Let's illustrate with an example. Take BATTERSBY, Katherine ‹LBT16225›. Starting with the Parents table, we see her father is 13464 and her mother is 3732. The Partnerships record with those two members is number 6812. The Children table has eight records pointing to that Partnership; those eight include a Katherine but she doesn't get an original LBT number, so her identity is ambiguous. The Parents table has 11409 and 3549 as Katherine's parents, and they are in partnership 5027. On the other hand, starting with the Children table, we see relationship 5027 as the parents of 16225, and working that way, we can see that table has two children of that partnership, Winstanley and a Katherine, who in this case has the LBT number of 16225.
In other words, starting with the Parents table, we find one pair of parents who have eight children, but starting with the Children table, we find a different pair of parents who have only two children. This contradiction needs a solution in the data.
A different example illustrates a consequence of an unfortunate design decision in the original db's schema. Records in the `children` table do not contain parent information - they point to a record in the `partnerships` table and that table has a column for the `LBTManNo` and the `LBTWomanNo` (the lbt numbers for the man and woman united in that traditional partnership). Since the database cannot represent parenthood directly, when the mother is unknown, they could not show the father as the sole known parent. Their solution was to make the children belong to all partnerships of which the known parent was a member.
This is best illustrated by the children of Thomas Milbourne, who was married four times: three unknown women and Anne, the wife who survived him. The data shows his seven children belonging to all four `partnerships` records, involving 28 records in the `children` table. Notes on the children records indicate that their mother was Margaret. Based on all this, we have elected to correct the source data by naming one of the three unnamed women in partnerships with Thomas as "Margaret" and removing all other children records from the other partnerships.
My first attempt will be to believe the Parents table if it is contradicted by the Children table.
English Stock
We are still researching how to best use the partial information on ownership of English Stock.
Charter Signatories
There is a list of 97 of them to be incorporated into the new wiki
Livery Company
Because of its importance, we have listed membership in the Stationers' Company in 2.0; other livery companies will be listed in a later release.
Life Events
The events in the Births, Baptisms, Deaths, and Burials tables need to be checked back to Events to ensure that all available data have been used.

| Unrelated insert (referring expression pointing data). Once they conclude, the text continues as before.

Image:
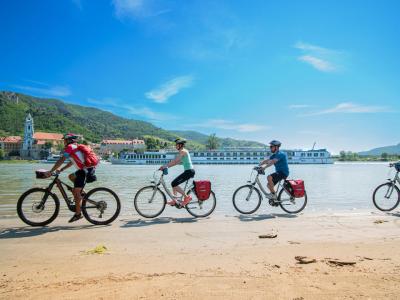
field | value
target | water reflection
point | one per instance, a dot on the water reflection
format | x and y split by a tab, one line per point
330	188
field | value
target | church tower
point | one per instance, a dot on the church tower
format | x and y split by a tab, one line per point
28	137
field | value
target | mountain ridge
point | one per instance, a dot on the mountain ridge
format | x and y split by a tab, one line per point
54	115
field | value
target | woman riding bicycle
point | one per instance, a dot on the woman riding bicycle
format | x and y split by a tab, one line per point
183	158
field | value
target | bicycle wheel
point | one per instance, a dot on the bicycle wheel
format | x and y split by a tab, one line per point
101	206
201	208
386	196
150	201
37	207
247	199
291	204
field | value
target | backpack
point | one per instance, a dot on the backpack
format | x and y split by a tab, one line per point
91	159
202	189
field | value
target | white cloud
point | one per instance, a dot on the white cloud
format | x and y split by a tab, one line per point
318	63
46	90
351	108
143	111
169	88
320	58
136	9
229	125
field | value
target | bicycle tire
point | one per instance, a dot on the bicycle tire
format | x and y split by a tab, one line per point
291	211
377	189
22	216
236	206
85	206
140	211
191	203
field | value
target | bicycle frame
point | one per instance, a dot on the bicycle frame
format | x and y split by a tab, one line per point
161	182
60	185
257	181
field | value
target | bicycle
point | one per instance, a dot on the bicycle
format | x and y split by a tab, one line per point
150	201
386	196
247	198
40	206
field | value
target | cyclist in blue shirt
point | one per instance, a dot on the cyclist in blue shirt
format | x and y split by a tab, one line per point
279	159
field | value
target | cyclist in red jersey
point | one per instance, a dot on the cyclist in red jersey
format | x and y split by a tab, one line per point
85	172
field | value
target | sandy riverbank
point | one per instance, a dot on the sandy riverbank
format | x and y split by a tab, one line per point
201	259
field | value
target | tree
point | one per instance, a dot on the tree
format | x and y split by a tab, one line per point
212	142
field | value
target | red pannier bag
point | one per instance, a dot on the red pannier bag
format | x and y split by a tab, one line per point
297	188
202	189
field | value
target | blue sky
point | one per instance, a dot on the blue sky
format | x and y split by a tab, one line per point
298	71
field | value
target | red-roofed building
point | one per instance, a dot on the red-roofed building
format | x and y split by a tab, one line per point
38	145
11	145
115	146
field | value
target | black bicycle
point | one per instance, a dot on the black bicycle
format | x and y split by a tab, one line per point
40	206
386	196
247	198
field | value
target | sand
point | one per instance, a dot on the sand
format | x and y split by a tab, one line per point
220	257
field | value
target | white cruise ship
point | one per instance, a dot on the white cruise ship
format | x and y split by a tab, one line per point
225	156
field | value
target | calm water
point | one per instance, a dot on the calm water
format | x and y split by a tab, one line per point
330	188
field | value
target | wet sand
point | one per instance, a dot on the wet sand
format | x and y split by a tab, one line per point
214	258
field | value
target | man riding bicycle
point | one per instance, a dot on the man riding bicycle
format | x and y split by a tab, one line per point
279	159
183	158
84	160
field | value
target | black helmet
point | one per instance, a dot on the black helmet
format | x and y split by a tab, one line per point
180	141
275	143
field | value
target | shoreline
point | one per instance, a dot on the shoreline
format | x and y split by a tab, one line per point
222	257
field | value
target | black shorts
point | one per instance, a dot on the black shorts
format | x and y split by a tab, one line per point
83	176
183	177
276	177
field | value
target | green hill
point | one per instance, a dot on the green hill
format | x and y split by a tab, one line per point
223	142
52	115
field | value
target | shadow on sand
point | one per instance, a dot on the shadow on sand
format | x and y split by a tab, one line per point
249	218
156	221
396	214
26	231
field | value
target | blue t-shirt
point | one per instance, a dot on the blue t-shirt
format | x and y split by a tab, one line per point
281	166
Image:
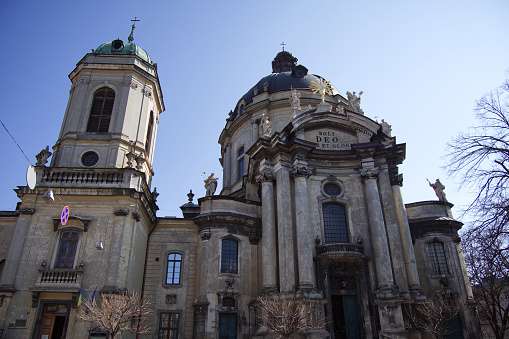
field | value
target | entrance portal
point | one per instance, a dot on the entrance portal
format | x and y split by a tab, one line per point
344	315
53	321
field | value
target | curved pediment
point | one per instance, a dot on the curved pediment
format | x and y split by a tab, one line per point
334	132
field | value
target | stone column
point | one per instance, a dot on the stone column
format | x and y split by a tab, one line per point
406	238
391	223
16	250
269	267
285	230
227	165
300	174
378	232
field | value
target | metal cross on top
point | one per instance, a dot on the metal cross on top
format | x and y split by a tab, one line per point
131	38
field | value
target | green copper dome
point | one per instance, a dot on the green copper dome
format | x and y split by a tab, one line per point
119	47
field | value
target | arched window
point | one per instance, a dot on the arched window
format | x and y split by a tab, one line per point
229	256
437	257
150	129
100	112
67	249
240	163
174	267
334	223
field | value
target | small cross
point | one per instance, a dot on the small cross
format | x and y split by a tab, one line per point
131	38
134	21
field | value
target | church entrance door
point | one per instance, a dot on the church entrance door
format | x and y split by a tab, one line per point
53	321
227	326
344	313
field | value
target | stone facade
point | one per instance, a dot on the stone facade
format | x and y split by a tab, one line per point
310	206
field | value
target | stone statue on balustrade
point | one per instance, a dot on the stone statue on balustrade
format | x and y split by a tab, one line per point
354	102
211	185
266	125
439	188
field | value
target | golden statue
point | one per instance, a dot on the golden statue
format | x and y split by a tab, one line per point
322	87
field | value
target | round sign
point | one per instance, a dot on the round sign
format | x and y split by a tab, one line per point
65	215
31	177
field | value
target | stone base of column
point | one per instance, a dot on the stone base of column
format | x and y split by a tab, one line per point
397	334
391	319
323	107
311	293
383	293
269	289
417	293
7	288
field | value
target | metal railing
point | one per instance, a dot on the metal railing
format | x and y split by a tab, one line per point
59	278
340	248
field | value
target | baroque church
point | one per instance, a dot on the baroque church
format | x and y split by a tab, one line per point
310	207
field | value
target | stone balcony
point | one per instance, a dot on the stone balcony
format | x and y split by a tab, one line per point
93	181
340	251
59	279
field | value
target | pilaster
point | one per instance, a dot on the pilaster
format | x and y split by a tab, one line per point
269	273
285	230
406	239
300	173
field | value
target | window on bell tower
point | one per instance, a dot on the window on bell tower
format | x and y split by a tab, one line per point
334	224
240	163
100	112
150	130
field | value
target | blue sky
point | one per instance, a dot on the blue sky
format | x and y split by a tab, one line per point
421	65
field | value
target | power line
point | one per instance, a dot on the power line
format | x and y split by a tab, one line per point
16	143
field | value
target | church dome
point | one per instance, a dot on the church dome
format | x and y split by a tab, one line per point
119	47
286	75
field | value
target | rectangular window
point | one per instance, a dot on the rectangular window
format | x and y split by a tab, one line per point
229	256
168	325
437	256
67	249
174	267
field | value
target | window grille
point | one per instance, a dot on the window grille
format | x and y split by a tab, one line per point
228	302
67	249
229	256
100	112
437	256
334	222
343	282
174	267
168	325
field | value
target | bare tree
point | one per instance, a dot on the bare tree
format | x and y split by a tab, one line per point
285	315
488	267
116	312
433	315
480	157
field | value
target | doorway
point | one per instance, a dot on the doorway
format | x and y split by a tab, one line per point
53	322
227	325
345	317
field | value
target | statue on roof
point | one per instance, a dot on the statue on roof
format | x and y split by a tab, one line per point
42	157
354	102
210	185
266	125
386	128
439	188
295	100
321	87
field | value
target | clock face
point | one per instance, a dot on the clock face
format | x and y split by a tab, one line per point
89	159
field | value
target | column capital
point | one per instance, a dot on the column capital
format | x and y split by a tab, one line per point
300	171
369	173
266	174
396	180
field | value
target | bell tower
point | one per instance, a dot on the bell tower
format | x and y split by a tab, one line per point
113	110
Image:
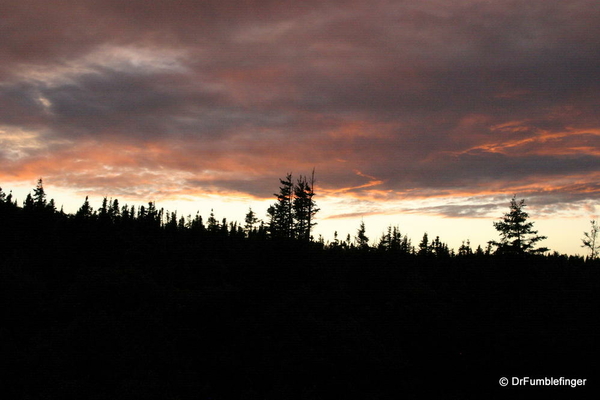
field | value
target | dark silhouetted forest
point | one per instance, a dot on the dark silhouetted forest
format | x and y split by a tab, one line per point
120	302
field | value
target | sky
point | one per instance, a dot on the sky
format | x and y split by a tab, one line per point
428	115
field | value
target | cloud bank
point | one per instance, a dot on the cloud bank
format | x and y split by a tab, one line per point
387	100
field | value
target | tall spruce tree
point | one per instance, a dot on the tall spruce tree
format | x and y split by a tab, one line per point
281	221
304	207
517	235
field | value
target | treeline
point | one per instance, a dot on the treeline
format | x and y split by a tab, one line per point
118	302
291	218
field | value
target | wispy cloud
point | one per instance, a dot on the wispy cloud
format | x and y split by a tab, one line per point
424	99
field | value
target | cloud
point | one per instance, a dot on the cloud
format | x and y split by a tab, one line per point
424	99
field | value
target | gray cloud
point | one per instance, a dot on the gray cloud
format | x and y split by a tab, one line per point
423	97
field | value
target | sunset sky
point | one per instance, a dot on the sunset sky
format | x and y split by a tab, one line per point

Currently, the data from these four tables and their four corresponding `_sources` tables are compiled into the "Life Events" table for each person page. The data are also analysed to infer the best canonical birth and death dates for use in the page title after the name. Also, we are experimenting with a way to identify flourishing dates.
Trade Connections
The "Master" and "Apprentice" comments in the table `trade_relations` need to be checked with the better structured `Masters` table to ensure completeness of the data. The Master and Apprentice table in the wiki are extracted from the Masters table.